Militärmusiker war zur damaligen Zeit ein durchaus ehrenwerter Beruf. Er sicherte ein ausreichendes Einkommen und ließ genug Freizeit, sich weiterzubilden. Und das tat der junge Friedrich Wilhelm. »Ich opferte alle meine freien Stunden dem Studium der Sprachen,« schrieb Herschel an einen Freund. Vor allem lernte er natürlich Englisch; schließlich wurde das Königreich Hannover von London aus regiert. Aber »sein eigentliches Studium«, wie es im selben Brief heißt, das war die Musiktheorie in Verbindung mit der Mathematik.

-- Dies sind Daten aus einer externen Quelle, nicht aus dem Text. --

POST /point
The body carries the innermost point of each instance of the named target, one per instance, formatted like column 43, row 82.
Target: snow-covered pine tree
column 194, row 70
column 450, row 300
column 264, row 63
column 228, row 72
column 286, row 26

Sein Leben als Militärmusiker endete nach vier Jahren. Während der Schlacht von Halstenbeck im Sommer 1757, inmitten der Wirren des Siebenjährigen Krieges, verließ Herschel das Regiment, laut aus John Lockes Abhandlung über den menschlichen Verstand rezitierend, und ging nach London.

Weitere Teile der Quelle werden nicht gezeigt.